Esa fruta cotidiana, a pesar de lo cercana, sabe a misterio. Solo es cuestión de fijarse en esa sombra que sostiene los guineos, y que nos acompaña a lo largo de la escena ocultándonos las moscas, los rostros y las manos, es decir: toda señal de humanidad, corruptibilidad o muerte. A pesar de la pujante presencia del color negro, esa fruta está repleta de vida. Al punto de basta con mirarla para comprendernos saciados. ¿O es que acaso intentaremos probar algo de lo allí ofrecido?

Las panas nos miran con ojos tristes desde el centro del cuadro, aplastadas por el peso de los gordos “mafafos”. Las chinas se arremolinan en la esquina, confundidas con su doble condición de cítricas y de guayabas amarillas. Las pinas se nos hacen suaves, a pesar de lo arrugadas; y las dormidas guanábanas intentan esconderse discretas, para no responder a la pregunta que la pintura no ha sabido ocultar: ¿quién ha organizado esa muestra? Además, ¿sobre qué imposible estantería se sostienen?

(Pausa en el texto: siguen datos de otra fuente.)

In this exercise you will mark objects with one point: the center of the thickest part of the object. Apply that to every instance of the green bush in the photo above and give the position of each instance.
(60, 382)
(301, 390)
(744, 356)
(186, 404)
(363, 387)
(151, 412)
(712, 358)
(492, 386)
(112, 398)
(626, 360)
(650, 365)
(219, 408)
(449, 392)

¿Este mercado ambulante queda en la esquina del barrio, o más allá? La respuesta nos la dan esas diez o doce frágiles barras verticales (¿retazos de los mismos racimos?) que hacen las veces de cortina, o mejor, de umbral. Esas enigmáticas líneas marcan la frontera entre la prodiga luz y la ingente penumbra.

Menos evidentes, son también esas hebras del cabello centrífugo de la Mujer Sol, que expone su simbolismo en libertad. Esa mujer madura, de duras aunque sonrientes facciones, posee una dulzura en la mirada sorprendentemente real. Es decir, humana. En el centro mismo de la figura ideal, aparece todo el peso de la experiencia, las huellas de lo real, lo vital.

En una oración: realidad y fantasía se armonizan en las obras de Merevick. La imposible Mujer Sol se contempla en un espejo flamígero atiborrado de flores amarillas (ya que no de guineítos) y sonríe con placidez envidiable. ¿A quién sonríe? Ya se dijo: al misterio, ubicado con mucho cuidado, siempre un poquito “más allá” de la figura; ahí: en lo inefable.

¿Qué significan? Esos guineítos suspendidos en el aire, ¿de qué nos hablan? ¿Un humilde elogio a la abundancia? Yo conozco una palabra cargada de abundancia: “noble”. Significa tres cosas: “preclaro, ilustre, generoso”. Además, es prima de “respetable”. La mirada de esta artista es, más que nada, generosa: allí donde hay un jarrón, ve un vergel. El ramillete en la naranja; el bosque en el ramillete. Más allá de la sinécdoque, se trata de descubrir indicios: la mano que sostiene el arma esconde un cuerpo intersexual. A su vez, ese personaje extraño que parece evocar los orígenes inciertos de nuestra especie es simplemente una figura pasajera frente al dorado telón. Una vez más, oro y negro. Léase aquí: luz y sombra. Si se prefiere: claridad y confusión. O al revés: turbación y entendimiento.

 Esas figuras no nos miran, pero se nos muestran: ostentan su libertad frente a nosotros. Solo aquellas más humanas nos contemplan, desde un fondo que ha despejado las sombras y se vuelve color rosa. ¿Por qué? Porque la piel de la pareja asume el tono oscuro contrario. Los seres que son sombras sonríen, a pesar de su finitud. Como si hubiesen sido rescatados también del olvido. Es decir, como si hubiesen logrado degustar ellos sí— aquella enjundiosa y dorada fruta milagrosa.